Unicode character in README causes UnicodeEncodeError for 0.9.0b1 #149

woutdenolf · 2024-09-13T13:01:21Z

Python 3.7.17 (still supported):

pip install -U --pre meson-python meson ninja cython
pip install fabio --no-build-isolation --no-cache

This installs pyproject-metadata-0.9.0b1 which gives the following error

Traceback (most recent call last):
File ".../python3.7/site-packages/pip/_vendor/pyproject_hooks/_in_process/_in_process.py", line 353, in <module>
  main()
File ".../python3.7/site-packages/pip/_vendor/pyproject_hooks/_in_process/_in_process.py", line 335, in main
  json_out['return_val'] = hook(**hook_input['kwargs'])
File ".../python3.7/site-packages/pip/_vendor/pyproject_hooks/_in_process/_in_process.py", line 152, in prepare_metadata_for_build_wheel
  whl_basename = backend.build_wheel(metadata_directory, config_settings)
File ".../python3.7/site-packages/mesonpy/__init__.py", line 1020, in wrapper
  return func(*args, **kwargs)
File ".../python3.7/site-packages/mesonpy/__init__.py", line 1074, in build_wheel
  return project.wheel(out).name
File ".../python3.7/site-packages/mesonpy/__init__.py", line 925, in wheel
  return builder.build(directory)
File ".../python3.7/site-packages/mesonpy/__init__.py", line 463, in build
  self._wheel_write_metadata(whl)
File ".../python3.7/site-packages/mesonpy/__init__.py", line 451, in _wheel_write_metadata
  whl.writestr(f'{self._distinfo_dir}/METADATA', bytes(self._metadata.as_rfc822()))
File ".../python3.7/email/message.py", line 164, in __bytes__
  return self.as_bytes()
File ".../python3.7/email/message.py", line 178, in as_bytes
  g.flatten(self, unixfrom=unixfrom)
File ".../python3.7/email/generator.py", line 116, in flatten
  self._write(msg)
File ".../python3.7/email/generator.py", line 181, in _write
  self._dispatch(msg)
File ".../python3.7/email/generator.py", line 214, in _dispatch
  meth(msg)
File ".../python3.7/email/generator.py", line 432, in _handle_text
  super(BytesGenerator,self)._handle_text(msg)
File ".../python3.7/email/generator.py", line 249, in _handle_text
  self._write_lines(payload)
File ".../python3.7/email/generator.py", line 155, in _write_lines
  self.write(line)
File ".../python3.7/email/generator.py", line 406, in write
  self._fp.write(s.encode('ascii', 'surrogateescape'))
UnicodeEncodeError: 'ascii' codec can't encode character '\xf8' in position 94: ordinal not in range(128)
[end of output]

An "ø" character in the README.rst file of the fabio project causes the UnicodeEncodeError error.

This works fine:

pip install "pyproject-metadata==0.8.0"
pip install fabio --no-build-isolation --no-cache

The text was updated successfully, but these errors were encountered:

Signed-off-by: Henry Schreiner <[email protected]>

woutdenolf · 2024-09-13T13:03:57Z

The difference between 0.8.0 and 0.9.0b1 is the message class which is RFC822Message in 0.9.0b1.
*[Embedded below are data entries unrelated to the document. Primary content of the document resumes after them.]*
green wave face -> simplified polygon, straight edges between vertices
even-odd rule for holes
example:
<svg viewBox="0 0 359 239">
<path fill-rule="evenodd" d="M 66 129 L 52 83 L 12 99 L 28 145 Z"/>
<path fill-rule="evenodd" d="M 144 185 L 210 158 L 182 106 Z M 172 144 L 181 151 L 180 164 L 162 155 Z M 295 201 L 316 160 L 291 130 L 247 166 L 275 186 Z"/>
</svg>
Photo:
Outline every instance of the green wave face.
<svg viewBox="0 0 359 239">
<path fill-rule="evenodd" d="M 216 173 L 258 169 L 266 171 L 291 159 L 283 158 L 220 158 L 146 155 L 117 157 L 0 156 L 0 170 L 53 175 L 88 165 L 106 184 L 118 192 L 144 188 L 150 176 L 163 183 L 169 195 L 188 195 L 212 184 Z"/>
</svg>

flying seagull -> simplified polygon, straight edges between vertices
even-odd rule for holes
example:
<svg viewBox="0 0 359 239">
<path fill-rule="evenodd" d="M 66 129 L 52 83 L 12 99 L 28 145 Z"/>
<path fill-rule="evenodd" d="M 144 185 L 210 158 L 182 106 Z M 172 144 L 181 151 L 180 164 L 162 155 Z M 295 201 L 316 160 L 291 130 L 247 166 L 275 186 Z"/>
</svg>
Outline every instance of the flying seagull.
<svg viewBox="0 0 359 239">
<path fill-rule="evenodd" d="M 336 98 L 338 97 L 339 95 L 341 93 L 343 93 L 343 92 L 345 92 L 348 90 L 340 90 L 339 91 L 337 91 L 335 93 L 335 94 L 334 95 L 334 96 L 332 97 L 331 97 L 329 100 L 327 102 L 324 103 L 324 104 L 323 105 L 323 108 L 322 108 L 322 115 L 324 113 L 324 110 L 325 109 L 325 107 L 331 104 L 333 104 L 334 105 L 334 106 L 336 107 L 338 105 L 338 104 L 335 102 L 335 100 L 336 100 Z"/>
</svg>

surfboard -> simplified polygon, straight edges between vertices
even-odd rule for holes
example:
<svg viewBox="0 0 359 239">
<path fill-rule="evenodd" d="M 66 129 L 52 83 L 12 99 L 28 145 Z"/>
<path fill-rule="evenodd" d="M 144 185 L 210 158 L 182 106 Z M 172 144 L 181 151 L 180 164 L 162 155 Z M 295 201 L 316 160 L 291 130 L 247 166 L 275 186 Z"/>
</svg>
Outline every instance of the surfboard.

woutdenolf · 2024-09-13T13:07:06Z

Perhaps #142 ?

woutdenolf · 2024-09-13T13:12:50Z

Also happens for python 3.8.19, 3.9.19 and 3.10.14 so not caused by old email.message or something

pip install --pre fabio --no-cache --no-binary fabio

henryiii · 2024-09-13T13:12:53Z

@pradyunsg or @FFY00, could you yank 0.9.0b1? I realize I'm not a maintainer on the PyPI package.

We can use https://github.com/shacklettbp/madrona/blob/3fab172cb0ad41e0b035871885c2bc4c459c520d/py/madrona-py-build.py#L34C5-L35C38 instead of compat32, but then new lines aren't supported in headers...

dnicolodi · 2024-09-13T13:32:21Z

I thought pre-releases are meant for testing and that they are expected to contain bugs. If you want production quality releases, maybe do not use pre-releases? Otherwise you are kind of asking for known bugs...

henryiii · 2024-09-13T13:38:14Z

This wasn't a known bug. I would't make a prerelease with a known bug. But you are opting in to helping us test untested code. ;)

dnicolodi · 2024-09-13T13:44:52Z

I meant to say that it is known that very likely pre-releases contain bugs, not that the specific bugs are know

henryiii · 2024-09-13T13:50:05Z

It just sounded like you were discouraging reporting on bugs in beta releases, when this is exactly what I wanted from the prerelease, bug reports. :)

dnicolodi · 2024-09-13T13:52:46Z

I was objecting to requesting to yank the pre-release because it contains a bug. I think it works against the goal of having the pre-release in the first place. Of course the bug report is well accepted! Thank you for testing and reporting back @woutdenolf ! I'm sorry if I made it sound like your report was not appreciated. It was not my intention.

henryiii · 2024-09-13T13:54:42Z

Ah, yes. Didn't know it was about the yanking. I like yanking anything with a known bug of this size (no unicode); I agree it's not critically required, though. You can still install it after yanking, so backend authors could still play with it, though I plan to make a b2 with a fix soon.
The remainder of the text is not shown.